Florida’s population growth is modestly slowing as deaths outpace births and as a rush of people moving from other states during the COVID-19 pandemic subsides.

Still, with an estimated 22.25 million residents as of April 1, Florida continues to see population increases that are roughly equivalent to adding a city the size of Orlando each year, according to a state report released Tuesday.

The report by economists, sitting as what is known as the Demographic Estimating Conference, revised the state’s growth rate to 1.29% for the period through April 1, 2027. In December, the conference had estimated the growth rate at 1.41%.

Amy Baker, coordinator of the Legislature's Office of Economic & Demographic Research, said the state is “just halfway” through the retirement period of Baby Boomers, which accounts for a large number of people moving from other states. Meanwhile, younger generations are waiting longer to have children.

“And when they have children, they're having fewer children,” Baker said during a July 18 meeting of the conference. “That's not a Florida statistic. That one's national.”

Florida during the past two years saw an increase in people moving to Florida from states that maintained lockdown and health-safety measures longer than Florida because of the COVID-19 pandemic. But such gains have been offset by “fewer births and more deaths than previously forecast,” according to the report.
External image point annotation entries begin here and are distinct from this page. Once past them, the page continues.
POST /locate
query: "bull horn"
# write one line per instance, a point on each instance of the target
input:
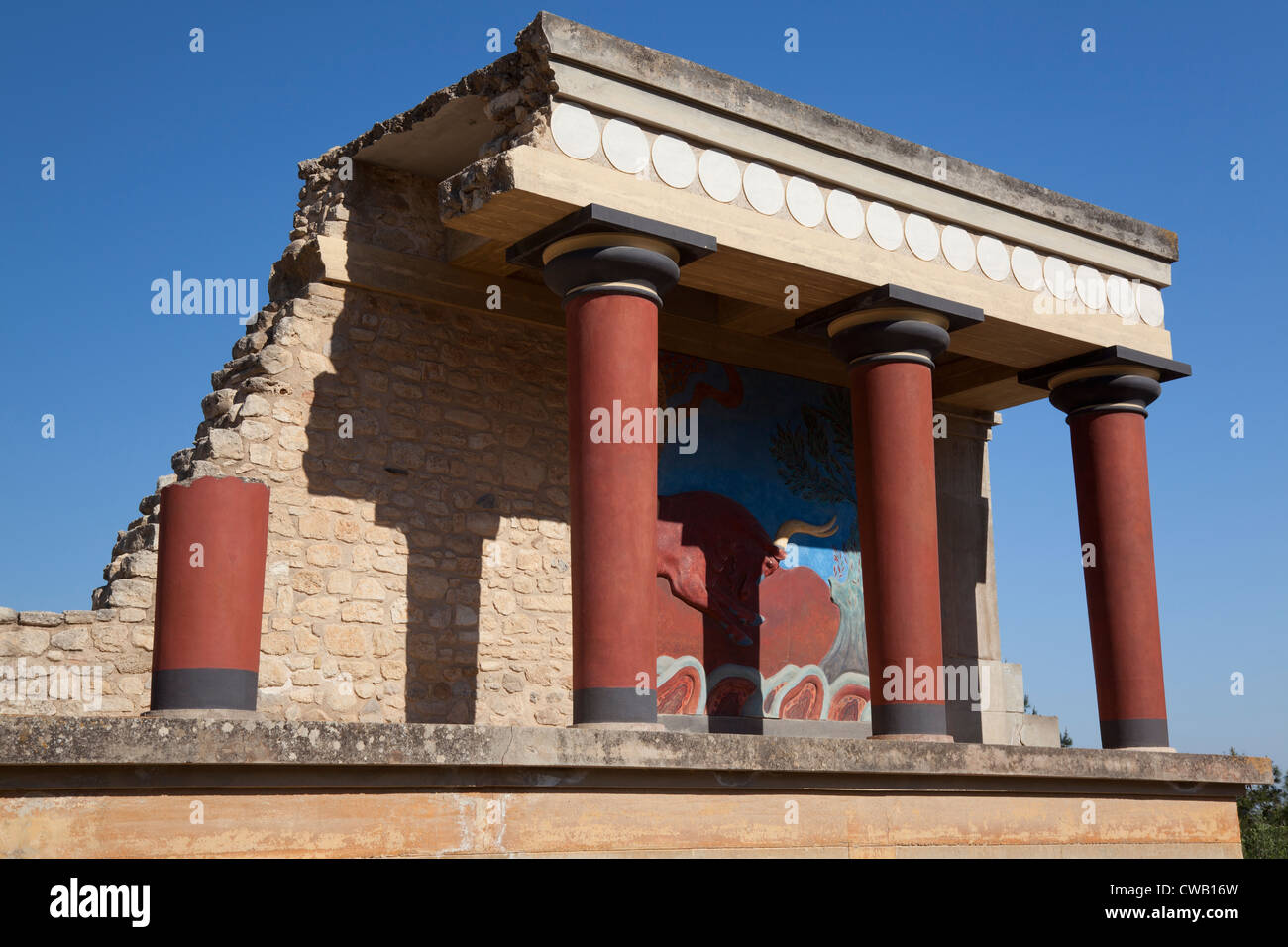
(793, 526)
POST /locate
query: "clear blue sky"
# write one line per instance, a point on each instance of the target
(171, 159)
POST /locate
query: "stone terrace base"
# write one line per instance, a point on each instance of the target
(125, 788)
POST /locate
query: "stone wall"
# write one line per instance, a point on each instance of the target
(417, 564)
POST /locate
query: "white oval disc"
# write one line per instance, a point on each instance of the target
(763, 188)
(1091, 287)
(1121, 298)
(1026, 268)
(845, 214)
(805, 201)
(960, 249)
(884, 226)
(993, 260)
(1149, 302)
(625, 146)
(674, 161)
(719, 175)
(1059, 277)
(576, 131)
(922, 236)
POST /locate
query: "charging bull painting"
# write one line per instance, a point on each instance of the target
(759, 586)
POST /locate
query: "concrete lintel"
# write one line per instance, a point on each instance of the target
(721, 94)
(97, 744)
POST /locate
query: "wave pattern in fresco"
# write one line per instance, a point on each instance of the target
(759, 589)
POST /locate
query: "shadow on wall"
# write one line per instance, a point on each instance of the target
(964, 562)
(434, 431)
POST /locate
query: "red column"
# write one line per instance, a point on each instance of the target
(612, 360)
(1106, 394)
(612, 269)
(210, 594)
(1112, 476)
(894, 466)
(890, 338)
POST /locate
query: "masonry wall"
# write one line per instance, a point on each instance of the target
(417, 564)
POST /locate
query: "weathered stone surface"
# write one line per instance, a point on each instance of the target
(40, 618)
(25, 741)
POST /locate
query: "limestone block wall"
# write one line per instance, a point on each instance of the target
(417, 564)
(416, 454)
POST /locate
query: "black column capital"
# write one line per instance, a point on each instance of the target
(890, 324)
(1115, 377)
(599, 249)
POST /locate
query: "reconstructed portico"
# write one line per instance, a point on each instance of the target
(471, 591)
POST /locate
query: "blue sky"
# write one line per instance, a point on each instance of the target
(171, 159)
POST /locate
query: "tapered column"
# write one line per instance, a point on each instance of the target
(210, 594)
(612, 269)
(890, 338)
(1106, 395)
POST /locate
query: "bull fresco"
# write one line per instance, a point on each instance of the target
(759, 585)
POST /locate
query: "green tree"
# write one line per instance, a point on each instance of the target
(1263, 817)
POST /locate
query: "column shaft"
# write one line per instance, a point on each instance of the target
(612, 357)
(210, 594)
(1112, 476)
(894, 464)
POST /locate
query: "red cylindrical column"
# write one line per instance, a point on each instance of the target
(1112, 476)
(894, 467)
(612, 376)
(210, 592)
(612, 269)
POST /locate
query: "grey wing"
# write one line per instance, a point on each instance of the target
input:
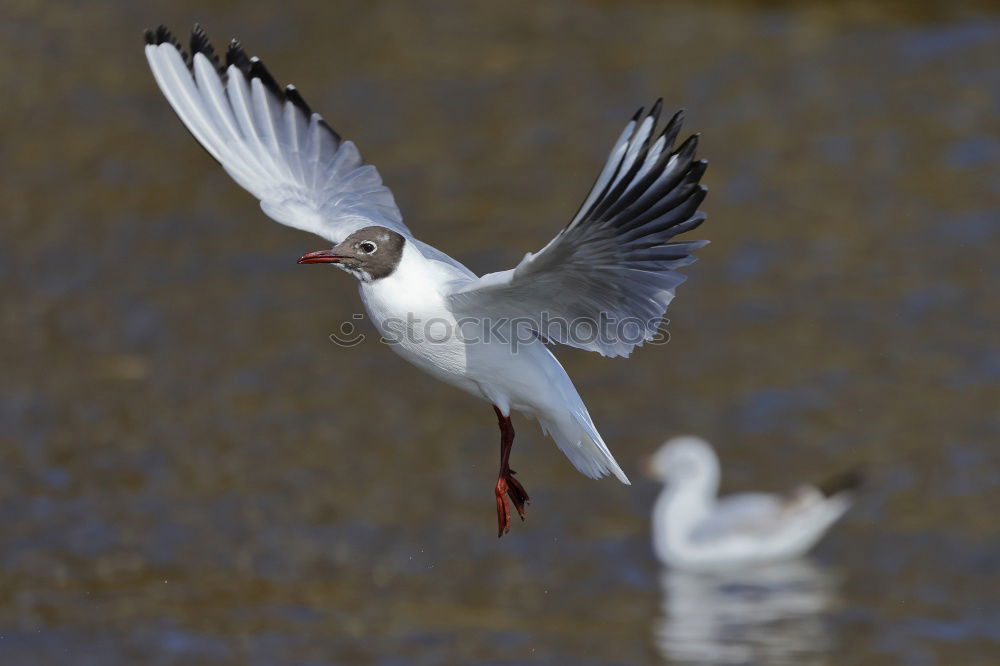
(269, 140)
(613, 265)
(745, 514)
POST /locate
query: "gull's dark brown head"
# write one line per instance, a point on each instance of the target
(370, 253)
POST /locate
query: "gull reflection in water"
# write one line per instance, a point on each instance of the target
(765, 615)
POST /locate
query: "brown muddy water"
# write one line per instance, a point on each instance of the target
(192, 473)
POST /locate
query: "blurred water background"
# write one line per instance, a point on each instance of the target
(192, 473)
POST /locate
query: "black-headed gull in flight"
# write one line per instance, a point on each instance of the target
(613, 265)
(696, 530)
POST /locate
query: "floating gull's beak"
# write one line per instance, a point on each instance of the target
(321, 257)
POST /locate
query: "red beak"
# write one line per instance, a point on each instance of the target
(321, 257)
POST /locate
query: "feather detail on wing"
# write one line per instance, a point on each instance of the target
(269, 140)
(604, 283)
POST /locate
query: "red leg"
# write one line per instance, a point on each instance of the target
(507, 485)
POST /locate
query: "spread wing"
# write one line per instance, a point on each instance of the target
(269, 140)
(605, 281)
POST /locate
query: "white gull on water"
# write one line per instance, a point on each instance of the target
(696, 530)
(614, 262)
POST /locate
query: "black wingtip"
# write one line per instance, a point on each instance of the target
(293, 96)
(655, 111)
(258, 71)
(847, 481)
(162, 35)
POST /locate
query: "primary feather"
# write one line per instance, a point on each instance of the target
(269, 140)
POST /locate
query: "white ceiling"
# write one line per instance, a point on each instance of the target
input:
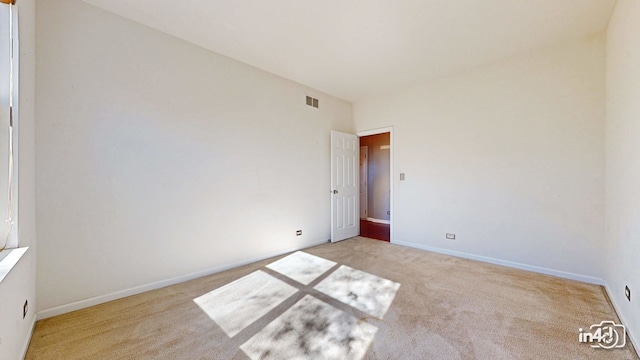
(357, 49)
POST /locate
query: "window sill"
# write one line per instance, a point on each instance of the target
(8, 260)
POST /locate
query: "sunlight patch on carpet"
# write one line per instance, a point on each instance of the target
(369, 293)
(302, 267)
(238, 304)
(311, 329)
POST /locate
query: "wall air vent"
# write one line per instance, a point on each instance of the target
(312, 101)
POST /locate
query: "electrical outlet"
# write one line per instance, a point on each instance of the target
(627, 293)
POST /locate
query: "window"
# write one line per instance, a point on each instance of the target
(8, 124)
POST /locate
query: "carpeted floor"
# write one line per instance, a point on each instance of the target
(378, 301)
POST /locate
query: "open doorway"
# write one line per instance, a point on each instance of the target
(375, 186)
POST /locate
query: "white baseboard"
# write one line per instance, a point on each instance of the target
(634, 341)
(85, 303)
(27, 341)
(379, 221)
(541, 270)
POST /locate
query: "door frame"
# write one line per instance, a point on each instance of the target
(376, 131)
(364, 195)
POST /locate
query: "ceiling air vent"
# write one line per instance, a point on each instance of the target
(312, 101)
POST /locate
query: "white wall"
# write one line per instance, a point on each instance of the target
(623, 163)
(20, 283)
(157, 158)
(509, 157)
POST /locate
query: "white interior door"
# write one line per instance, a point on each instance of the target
(344, 186)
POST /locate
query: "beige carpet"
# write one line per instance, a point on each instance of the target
(444, 308)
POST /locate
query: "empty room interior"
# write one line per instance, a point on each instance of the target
(213, 179)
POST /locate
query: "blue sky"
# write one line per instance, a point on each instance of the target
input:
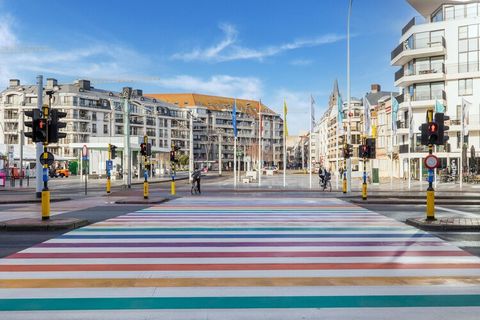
(269, 50)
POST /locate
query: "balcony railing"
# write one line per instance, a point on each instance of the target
(404, 46)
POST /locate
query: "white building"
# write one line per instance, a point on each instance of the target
(439, 61)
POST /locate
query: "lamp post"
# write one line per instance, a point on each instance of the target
(349, 133)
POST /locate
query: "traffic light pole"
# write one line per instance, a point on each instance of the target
(364, 184)
(45, 191)
(145, 170)
(430, 191)
(109, 182)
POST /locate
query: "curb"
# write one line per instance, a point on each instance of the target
(145, 201)
(31, 224)
(406, 201)
(442, 225)
(33, 201)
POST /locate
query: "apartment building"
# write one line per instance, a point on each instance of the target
(438, 60)
(214, 130)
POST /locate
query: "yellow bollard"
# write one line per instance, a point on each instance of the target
(430, 205)
(45, 205)
(145, 190)
(364, 191)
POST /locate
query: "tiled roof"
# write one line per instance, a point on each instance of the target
(214, 103)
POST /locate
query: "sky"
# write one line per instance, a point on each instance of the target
(253, 49)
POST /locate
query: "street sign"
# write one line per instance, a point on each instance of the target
(431, 161)
(85, 152)
(109, 165)
(48, 161)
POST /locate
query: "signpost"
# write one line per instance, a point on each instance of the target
(85, 164)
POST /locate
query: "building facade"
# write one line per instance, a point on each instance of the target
(438, 60)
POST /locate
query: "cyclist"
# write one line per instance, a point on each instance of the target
(196, 175)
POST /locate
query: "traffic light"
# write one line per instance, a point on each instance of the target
(372, 154)
(149, 149)
(363, 151)
(55, 125)
(36, 115)
(347, 150)
(113, 151)
(440, 119)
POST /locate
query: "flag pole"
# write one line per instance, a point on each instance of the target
(259, 143)
(462, 132)
(284, 144)
(310, 142)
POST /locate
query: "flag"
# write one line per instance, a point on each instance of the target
(234, 118)
(439, 107)
(465, 111)
(312, 112)
(366, 116)
(395, 107)
(339, 114)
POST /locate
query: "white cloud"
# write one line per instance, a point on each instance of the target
(222, 85)
(301, 62)
(228, 49)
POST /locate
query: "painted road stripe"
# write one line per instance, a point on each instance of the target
(236, 282)
(242, 302)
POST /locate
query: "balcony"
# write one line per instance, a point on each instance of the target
(404, 78)
(403, 53)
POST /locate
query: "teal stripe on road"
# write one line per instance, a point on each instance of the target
(133, 228)
(400, 301)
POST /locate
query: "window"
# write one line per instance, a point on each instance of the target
(465, 87)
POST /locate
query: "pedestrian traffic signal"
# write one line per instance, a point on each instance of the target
(55, 125)
(347, 150)
(371, 146)
(36, 115)
(440, 119)
(113, 151)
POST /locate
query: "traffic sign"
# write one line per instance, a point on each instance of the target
(48, 161)
(431, 161)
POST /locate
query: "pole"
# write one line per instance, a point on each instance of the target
(349, 133)
(22, 142)
(109, 153)
(430, 191)
(126, 147)
(259, 146)
(219, 154)
(462, 131)
(190, 157)
(145, 168)
(38, 145)
(45, 191)
(284, 158)
(234, 161)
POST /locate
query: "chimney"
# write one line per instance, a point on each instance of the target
(84, 84)
(137, 92)
(14, 83)
(51, 82)
(375, 88)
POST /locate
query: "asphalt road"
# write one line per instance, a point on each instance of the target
(468, 241)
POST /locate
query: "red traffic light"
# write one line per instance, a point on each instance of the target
(432, 127)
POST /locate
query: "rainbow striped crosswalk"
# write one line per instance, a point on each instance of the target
(242, 258)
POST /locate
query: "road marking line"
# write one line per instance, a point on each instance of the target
(468, 214)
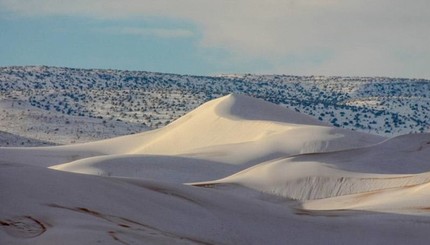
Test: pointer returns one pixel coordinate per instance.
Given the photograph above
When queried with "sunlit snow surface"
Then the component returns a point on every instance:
(236, 170)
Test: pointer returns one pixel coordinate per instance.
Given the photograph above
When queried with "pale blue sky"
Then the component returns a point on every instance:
(206, 37)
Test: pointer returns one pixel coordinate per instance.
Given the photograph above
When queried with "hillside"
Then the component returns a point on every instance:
(111, 102)
(235, 170)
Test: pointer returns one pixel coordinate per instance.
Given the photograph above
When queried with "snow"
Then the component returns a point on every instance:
(236, 170)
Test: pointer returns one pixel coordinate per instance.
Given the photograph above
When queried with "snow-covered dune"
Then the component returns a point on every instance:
(275, 175)
(42, 206)
(234, 129)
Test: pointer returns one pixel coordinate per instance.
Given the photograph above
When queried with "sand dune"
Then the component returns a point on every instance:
(274, 175)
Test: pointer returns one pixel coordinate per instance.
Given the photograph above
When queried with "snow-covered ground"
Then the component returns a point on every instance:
(87, 105)
(236, 170)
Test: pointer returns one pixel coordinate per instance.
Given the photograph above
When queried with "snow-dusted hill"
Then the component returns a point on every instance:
(235, 170)
(96, 104)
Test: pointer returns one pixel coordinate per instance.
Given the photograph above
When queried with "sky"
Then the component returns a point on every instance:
(211, 37)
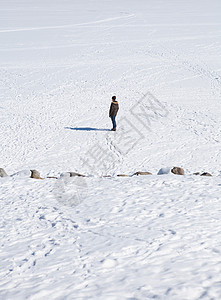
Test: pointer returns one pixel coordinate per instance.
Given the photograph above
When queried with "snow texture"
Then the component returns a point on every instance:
(96, 237)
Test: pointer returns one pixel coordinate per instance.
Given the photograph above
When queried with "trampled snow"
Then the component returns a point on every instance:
(97, 237)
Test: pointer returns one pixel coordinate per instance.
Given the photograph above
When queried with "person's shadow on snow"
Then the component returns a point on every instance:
(87, 129)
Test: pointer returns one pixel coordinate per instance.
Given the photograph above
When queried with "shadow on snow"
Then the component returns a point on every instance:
(87, 129)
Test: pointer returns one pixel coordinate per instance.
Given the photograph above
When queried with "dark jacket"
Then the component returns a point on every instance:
(113, 109)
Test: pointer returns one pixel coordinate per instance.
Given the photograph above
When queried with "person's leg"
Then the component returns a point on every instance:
(113, 121)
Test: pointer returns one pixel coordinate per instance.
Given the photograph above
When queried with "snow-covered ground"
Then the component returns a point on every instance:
(139, 237)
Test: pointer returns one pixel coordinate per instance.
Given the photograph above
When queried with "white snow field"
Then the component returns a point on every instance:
(110, 238)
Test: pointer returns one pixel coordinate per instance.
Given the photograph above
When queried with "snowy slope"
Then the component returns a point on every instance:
(110, 238)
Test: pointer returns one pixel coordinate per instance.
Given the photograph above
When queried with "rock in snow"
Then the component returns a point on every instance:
(177, 171)
(3, 173)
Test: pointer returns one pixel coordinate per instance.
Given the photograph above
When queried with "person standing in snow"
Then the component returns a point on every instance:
(113, 112)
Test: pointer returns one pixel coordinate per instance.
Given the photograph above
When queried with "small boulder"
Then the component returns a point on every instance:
(3, 173)
(35, 174)
(205, 174)
(164, 171)
(142, 173)
(73, 174)
(177, 171)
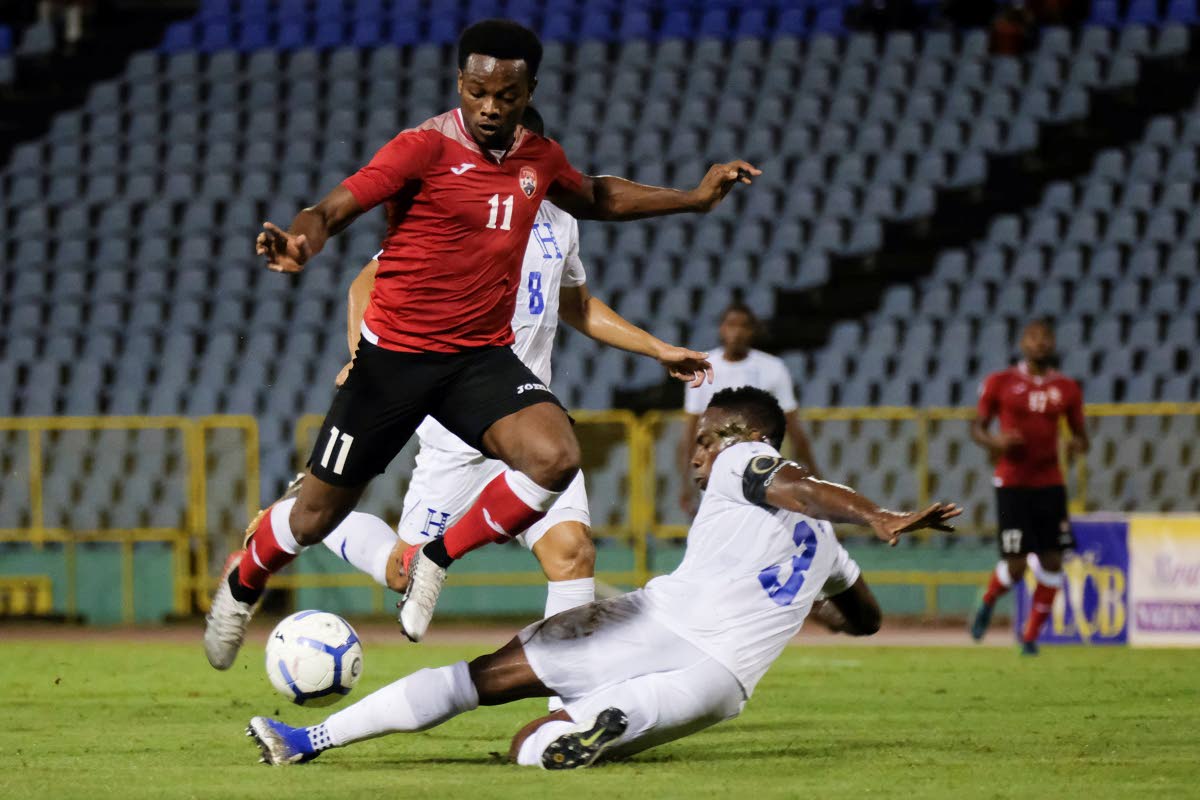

The “natural increase is expected to remain negative throughout the forecast horizon as deaths continue to outpace births,” the summary said.

Florida Department of Health figures used by the economists indicated that deaths exceeded births by nearly 45,000 in 2021. Through June 22 this year, the state had totaled 106,000 deaths and 96,000 births.

“The births were lower than what we were expecting back in December, and the deaths are higher than what we were expecting, which obviously pushes down our natural increase,” Pam Schenker, who handles demographics and census issues for the Office of Economic & Demographic Research, said during the July 18 meeting.

Also, the pandemic-driven migration from other states is slowing, according to the forecast.

"The spike was related to COVID, because you have less people moving out of the state than moving into the state,” Holger Ciupalo, policy coordinator for the governor’s Office of Policy and Budget, said. “As a result of that, you see the spikes for two years. And that goes back down with other states being as open as Florida.”

The new estimates put the state on pace to annually add 294,756 net new residents in the next five years, or 808 a day. That is down from a December projection of 309,867 new residents annually, or 849 a day. The numbers are similar to the population of the city of Orlando, though the broader Orlando metro area has a vastly larger number of residents.